10 May 2019

Review: Skoda Karoq

Skoda’s compact SUV, the Karoq, is a practical family crossover which sits just below Kodiaq in the brand’s line-up. While that big brother is primarily a 7-seater, Karoq is strictly only a 5-seat vehicle appealing to families who don't need anything larger as their means of transport, writes Trish Whelan. Being part of the Volkswagen Group, it shares the same MQB platform as the VW Tiguan and SEAT Ateca. 

The outside look is stylish and robust with a muscular stance and nice proportions. The Skoda design language is evident with crystalline effects in the LED head lights and the rear lights signature C-shape. Body panel lines and angular wheel arches accentuate the car's SUV character. 

This is quite a high vehicle which offers better all round visibility than typical saloons or hatchbacks. 

Inside, the cabin is spacious enough for five even tall adults, and is furnished with good quality materials. I was able to get a very good driving position behind the wheel in a seat that was comfy, yet supported me nicely.  

There's good head and legroom for passengers in the rear, though the middle rear seat is slightly smaller than the two outer ones which can slide backwards and forwards to allow more legroom, if needed. This feature is also handy for helping a parent lift and fit a small child into a car seat.

I didn't rent a mob for a full complement of five in the car, with just myself and a front seat passenger for most trips. If I had, they would have appreciated the tablet holders on the backs of the front seats as most people are tech savvy these days. 

The dash is stylish in its own way, and practical too, typical Volkswagen style but with a digital instrument panel that is a first in a Skoda car. It echoes Audi's bigger virtual cockpit. The central touchscreen for connectivity and infotainment has superb colour graphics and caters for all your connectivity needs.  

Karoq's functionality includes 521 litres of space in the basic five-seat configuration, rising to 1,630 litres with rear seats folded down. The space should be really useful to many families who need to take along bulky hobby items and sports stuff, or for the odd trip to Ikea or hardware stores. Roof rails can be used to carry extra load. 

Skoda are proud of their 'Simply Clever' tricks and Karoq gets a fair share of them. The optional VarioFlex seating system can be adjusted into multiple formats or even removed completely, to accommodate more bulky luggage. It can take time and effort to do this. 

The 'clever’ bits include a wireless phone charger and lots of useful cubby spaces. All Karoq cars come with a foldable umbrella stored neatly below the passenger seat. 

As most car buyers nowadays opt for middle to high-end grades, Skoda has omitted a normal entry level spec, leaving the well-equipped Ambition and Style. 

The Ambition gets 17-inch alloy wheels; 8-inch touch screen Bolero infotainment system, air con, rear parking sensors, Smart Link+ connectivity, chrome roof rails and window surrounds.

Style trim adds 18-inch alloys, the bigger 9.2-inch Columbus infotainment system with navigation, a good rear view camera, DAB radio and Keyless Entry. This version also has the full suite of the brand's connectivity features like Infotainment Online, Care Connect and Emergency Call. 

Infotainment Online opens up to Traffic updates and news feeds, indicating local fuel prices and weather alerts. Google Earth overlays for navigation also feature. Care Connect links the car to a local authorised Skoda dealer for service monitoring. The driver can also access the Karoq via a mobile device for remote car management. Emergency Call automatically connects the car to the Skoda Call Centre to alert emergency services of the GPS location, and automatic dial-in assistance from an emergency services operator in the case of an accident.

Karoq is offered with four engines ranging from 116hp to 150hp, with three DSG automatic offerings as well as a 4x4 version. Diesels are 1.6 and 2.0, petrols 1.0 and 1.5. The 1.0 6-speed manual version returns 5.3 L/100kms and offers a 0-100km/h time of 10.6s. The 1.5 150hp petrol does that sprint in 8.4s.   

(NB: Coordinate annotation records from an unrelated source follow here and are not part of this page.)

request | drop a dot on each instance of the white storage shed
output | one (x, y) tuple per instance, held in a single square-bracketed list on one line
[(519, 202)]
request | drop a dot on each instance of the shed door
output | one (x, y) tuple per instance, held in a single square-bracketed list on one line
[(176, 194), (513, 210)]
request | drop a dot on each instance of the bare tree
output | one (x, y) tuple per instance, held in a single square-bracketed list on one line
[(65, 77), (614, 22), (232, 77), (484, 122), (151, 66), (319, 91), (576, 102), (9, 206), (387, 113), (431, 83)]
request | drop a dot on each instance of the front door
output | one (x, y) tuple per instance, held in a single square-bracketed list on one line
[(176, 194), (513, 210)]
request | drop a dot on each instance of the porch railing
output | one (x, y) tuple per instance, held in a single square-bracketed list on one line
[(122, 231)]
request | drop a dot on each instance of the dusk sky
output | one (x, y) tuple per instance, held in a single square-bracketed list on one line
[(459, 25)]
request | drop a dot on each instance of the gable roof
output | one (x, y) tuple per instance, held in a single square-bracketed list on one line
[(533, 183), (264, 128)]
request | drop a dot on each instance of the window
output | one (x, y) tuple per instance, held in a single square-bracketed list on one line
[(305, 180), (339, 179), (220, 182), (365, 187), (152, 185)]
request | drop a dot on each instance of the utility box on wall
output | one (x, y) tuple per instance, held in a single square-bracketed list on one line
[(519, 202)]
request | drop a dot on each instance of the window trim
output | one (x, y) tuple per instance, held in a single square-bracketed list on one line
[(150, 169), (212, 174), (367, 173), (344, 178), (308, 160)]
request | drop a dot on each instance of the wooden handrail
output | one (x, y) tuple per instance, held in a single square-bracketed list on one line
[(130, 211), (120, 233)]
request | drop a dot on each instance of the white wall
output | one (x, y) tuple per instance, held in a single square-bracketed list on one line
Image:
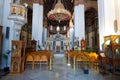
[(7, 23), (1, 11), (37, 23), (117, 14), (71, 37), (79, 21), (106, 13)]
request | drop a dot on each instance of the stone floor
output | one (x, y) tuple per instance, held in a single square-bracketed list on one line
[(60, 72)]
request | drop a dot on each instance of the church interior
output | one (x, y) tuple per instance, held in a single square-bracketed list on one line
[(59, 39)]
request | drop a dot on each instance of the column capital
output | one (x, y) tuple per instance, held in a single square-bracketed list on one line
[(38, 1)]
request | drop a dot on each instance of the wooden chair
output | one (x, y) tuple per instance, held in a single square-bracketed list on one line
[(30, 60), (79, 61), (43, 60)]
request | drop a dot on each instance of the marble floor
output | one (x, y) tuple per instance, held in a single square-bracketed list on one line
[(60, 72)]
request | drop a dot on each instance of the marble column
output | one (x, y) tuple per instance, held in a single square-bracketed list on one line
[(79, 21), (106, 14), (37, 23), (117, 15)]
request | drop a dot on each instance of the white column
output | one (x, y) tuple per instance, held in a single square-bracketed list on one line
[(71, 37), (1, 11), (106, 14), (37, 23), (79, 22), (117, 14), (6, 23)]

My car was the 2.0D 150bhp with AWD, returning fuel consumption of 5.2 L/100km (54mpg) and with an annual road tax of €280.

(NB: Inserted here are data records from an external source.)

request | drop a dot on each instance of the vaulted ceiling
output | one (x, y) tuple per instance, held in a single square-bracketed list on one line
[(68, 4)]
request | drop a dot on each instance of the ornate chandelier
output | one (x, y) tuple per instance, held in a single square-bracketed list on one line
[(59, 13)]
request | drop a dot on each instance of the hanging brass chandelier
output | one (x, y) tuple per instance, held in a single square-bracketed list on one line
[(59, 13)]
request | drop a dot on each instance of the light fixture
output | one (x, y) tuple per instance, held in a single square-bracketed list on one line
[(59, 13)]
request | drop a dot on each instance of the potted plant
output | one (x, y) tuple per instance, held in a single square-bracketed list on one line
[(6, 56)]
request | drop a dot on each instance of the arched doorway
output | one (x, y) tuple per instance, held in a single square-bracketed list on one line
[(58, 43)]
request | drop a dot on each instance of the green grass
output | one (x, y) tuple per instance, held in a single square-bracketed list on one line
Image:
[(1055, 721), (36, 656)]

On the road, it provided a confident and solid drive experience, and was nicely agile easy to park. While I didn't take it far off-road, just on grass, it has 183mm ground clearance should you want to venture further. There's also Hill Descent Control to give you more confidence driving downhill on shaky ground. 

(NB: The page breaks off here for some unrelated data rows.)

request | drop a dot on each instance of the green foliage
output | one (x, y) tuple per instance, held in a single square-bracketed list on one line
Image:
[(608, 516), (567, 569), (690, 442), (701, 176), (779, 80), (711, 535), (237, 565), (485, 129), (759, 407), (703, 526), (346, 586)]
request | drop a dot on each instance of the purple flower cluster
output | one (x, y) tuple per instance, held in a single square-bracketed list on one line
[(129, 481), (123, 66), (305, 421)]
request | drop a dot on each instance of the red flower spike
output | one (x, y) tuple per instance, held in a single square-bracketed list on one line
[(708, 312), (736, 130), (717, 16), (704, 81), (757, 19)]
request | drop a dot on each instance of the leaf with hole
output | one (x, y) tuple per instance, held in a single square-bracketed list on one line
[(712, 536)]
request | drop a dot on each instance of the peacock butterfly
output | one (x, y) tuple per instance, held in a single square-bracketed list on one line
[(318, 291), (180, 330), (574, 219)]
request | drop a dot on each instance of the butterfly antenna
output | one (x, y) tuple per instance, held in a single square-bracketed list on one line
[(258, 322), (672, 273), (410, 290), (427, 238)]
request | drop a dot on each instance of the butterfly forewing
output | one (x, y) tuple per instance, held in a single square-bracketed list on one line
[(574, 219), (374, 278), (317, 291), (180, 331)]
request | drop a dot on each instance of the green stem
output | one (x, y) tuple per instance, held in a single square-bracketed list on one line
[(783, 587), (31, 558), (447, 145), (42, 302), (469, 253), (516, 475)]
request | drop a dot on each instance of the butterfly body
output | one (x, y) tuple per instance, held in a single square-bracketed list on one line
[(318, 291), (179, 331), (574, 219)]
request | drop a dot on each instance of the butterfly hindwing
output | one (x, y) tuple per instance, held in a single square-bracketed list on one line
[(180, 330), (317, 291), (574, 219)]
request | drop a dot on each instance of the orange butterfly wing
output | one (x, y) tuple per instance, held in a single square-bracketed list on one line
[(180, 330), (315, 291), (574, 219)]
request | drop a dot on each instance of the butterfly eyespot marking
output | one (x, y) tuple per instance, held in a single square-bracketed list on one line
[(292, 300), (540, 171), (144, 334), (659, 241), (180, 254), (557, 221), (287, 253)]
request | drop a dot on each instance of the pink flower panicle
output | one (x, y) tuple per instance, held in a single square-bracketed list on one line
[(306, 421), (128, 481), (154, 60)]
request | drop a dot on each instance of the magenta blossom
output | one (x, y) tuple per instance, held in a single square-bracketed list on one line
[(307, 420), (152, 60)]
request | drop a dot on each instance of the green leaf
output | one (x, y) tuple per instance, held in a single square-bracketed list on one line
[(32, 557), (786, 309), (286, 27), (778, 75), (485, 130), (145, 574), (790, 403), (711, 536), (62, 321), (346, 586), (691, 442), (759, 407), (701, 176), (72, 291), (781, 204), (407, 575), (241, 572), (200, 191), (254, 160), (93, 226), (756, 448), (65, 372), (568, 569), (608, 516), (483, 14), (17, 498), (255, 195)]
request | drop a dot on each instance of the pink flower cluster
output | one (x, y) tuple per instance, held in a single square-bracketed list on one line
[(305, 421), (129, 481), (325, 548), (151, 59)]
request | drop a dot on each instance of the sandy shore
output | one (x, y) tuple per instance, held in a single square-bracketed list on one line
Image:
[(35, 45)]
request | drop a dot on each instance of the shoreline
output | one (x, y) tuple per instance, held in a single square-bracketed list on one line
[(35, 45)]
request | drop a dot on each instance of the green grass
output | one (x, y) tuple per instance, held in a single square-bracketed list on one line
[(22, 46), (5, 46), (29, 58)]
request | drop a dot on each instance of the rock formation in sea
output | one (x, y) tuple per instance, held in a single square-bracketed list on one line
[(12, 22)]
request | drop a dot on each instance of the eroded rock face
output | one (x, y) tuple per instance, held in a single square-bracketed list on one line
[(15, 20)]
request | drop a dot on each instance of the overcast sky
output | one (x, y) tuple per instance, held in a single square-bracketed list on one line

My review car was priced from €38,365 plus options which included Adaptive Cruise Control (€328); Lane Assist/Traffic Sign Recognition etc. (€1,200); a Style Plus Pack of electric tailgate, the rear seat tablet holders and panoramic sunroof at €1,396; a Comfort Pack of leather interior, VarioFlex seating and a reversible boot mat at €1,495; the PhoneBox with Wireless Charger (€336). Metallic paint was another €612.